O coração que começou a bombear modernidade a esta cidade, Património da Humanidade, está no Museu de Serralves. Este edifício de traços vanguardistas, desenhado pelo prémio Pritzker Álvaro de Siza Vieira nos anos 90, converteu-se no símbolo da arte contemporânea do país. Em volta da sua mansão art déco estendem-se 18 ha de parque ajardinado povoado de esculturas.
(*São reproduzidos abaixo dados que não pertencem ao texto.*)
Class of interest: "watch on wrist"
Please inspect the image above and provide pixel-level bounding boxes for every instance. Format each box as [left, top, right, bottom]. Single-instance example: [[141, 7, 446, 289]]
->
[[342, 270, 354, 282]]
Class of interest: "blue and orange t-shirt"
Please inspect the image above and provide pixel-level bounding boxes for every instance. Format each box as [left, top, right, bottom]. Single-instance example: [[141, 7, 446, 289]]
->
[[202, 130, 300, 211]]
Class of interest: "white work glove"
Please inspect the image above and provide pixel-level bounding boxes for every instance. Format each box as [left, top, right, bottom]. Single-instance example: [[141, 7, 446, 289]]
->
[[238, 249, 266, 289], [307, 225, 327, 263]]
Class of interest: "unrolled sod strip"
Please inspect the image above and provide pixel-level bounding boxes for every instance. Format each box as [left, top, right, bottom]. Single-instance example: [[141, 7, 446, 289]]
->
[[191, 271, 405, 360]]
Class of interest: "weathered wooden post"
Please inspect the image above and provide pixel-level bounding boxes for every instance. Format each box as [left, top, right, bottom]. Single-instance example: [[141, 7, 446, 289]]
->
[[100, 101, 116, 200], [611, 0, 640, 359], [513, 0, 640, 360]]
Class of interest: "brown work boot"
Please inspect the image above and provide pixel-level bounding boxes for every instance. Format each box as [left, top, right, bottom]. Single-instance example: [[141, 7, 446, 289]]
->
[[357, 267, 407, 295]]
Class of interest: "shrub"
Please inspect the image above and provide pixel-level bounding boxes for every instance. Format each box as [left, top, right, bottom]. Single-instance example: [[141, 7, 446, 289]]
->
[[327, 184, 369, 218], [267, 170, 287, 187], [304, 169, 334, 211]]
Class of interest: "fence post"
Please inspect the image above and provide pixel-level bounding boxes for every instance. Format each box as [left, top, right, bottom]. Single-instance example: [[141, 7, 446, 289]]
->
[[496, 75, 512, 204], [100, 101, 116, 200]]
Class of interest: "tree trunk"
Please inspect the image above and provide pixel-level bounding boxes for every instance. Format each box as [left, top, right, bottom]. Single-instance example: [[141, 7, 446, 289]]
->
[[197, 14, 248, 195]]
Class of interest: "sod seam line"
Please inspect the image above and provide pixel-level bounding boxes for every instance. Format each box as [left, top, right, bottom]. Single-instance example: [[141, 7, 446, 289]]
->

Há outros exemplos de bom gosto contemporâneo que escandalizam a vetusta cidade do Porto: a Casa da Música, do holandês Rem Koolhaas, em formato de diamante, ou as coloridas fachadas das casas populares da Ribeira. Do arquiteto português Eduardo Souto Moura, também vencedor do Pritzker, é a recuperação da Alfândega do Porto, que alberga o Museu de Transportes e Comunicações, a porta de entrada da cidade mais moderna. Desde aí, nas ruas em redor da Torre dos Clérigos, surgem os estabelecimentos mais modernos que abriram nos últimos anos: salas de concertos, bares, clubs, restaurantes com cozinha de autor, lojas de cupcakes, vinotecas com referências do Douro, Alentejo ou Dão e boutiques.
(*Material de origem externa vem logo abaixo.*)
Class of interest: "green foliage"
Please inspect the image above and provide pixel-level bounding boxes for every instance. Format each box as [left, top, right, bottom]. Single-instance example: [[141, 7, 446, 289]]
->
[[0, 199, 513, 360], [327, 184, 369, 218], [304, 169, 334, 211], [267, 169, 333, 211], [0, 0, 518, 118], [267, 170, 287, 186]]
No Gallery Hostel “cada quarto conta uma história”. Os do edifício principal são um tributo às diferentes gerações de artistas da cidade.
É igualmente o cenário dos pequenos mercadinhos urbanos, onde se perde até encontrar alguma joia de design artesanal. A livraria Lello, com a sua fachada neogótica, sobressai na Rua das Carmelitas. Homenageia as letras desde 1906 e cerca de 4000 turistas visitam todos os dias esta livraria, uma das mais bonitas do mundo. Muito perto daí encontra-se o BASE, um bar-jardim ao ar livre que o convida a deitar-se ao sol portuense.
Rodeado de verde, o bar-jardim BASE aposta em atividades ao ar livre e num estilo de vida natural e saudável.
Contudo, a rua onde o Porto demonstra definitivamente o seu poder cool é a Miguel Bombarda, da qual se diz ser a rua com mais galerias de arte da Europa. Cafés, workshops, lojas ecológicas, pátios e jardins interiores que se enchem a um sábado, a cada dois meses, quando as galerias inauguram as suas exposições. O catálogo inclui a O! Galeria, dedicada à ilustração portuguesa, a Serpente, onde convivem a pintura e as instalações de videoarte, e a Quadrado Azul, onde também podemos encontrar colagens ou fotografia. A zona está inundada de arte urbana, grafitos, autocolantes e mosaicos. Há ainda espaço para a moda na mundana Muuda, para os pequenos objetos de design na invulgar Águas Furtadas ou para uma refinada cerimónia de chá na Rota do Chá: três andares e um jardim de puro oásis asiático, nunca visto na tradicional capital atlântica.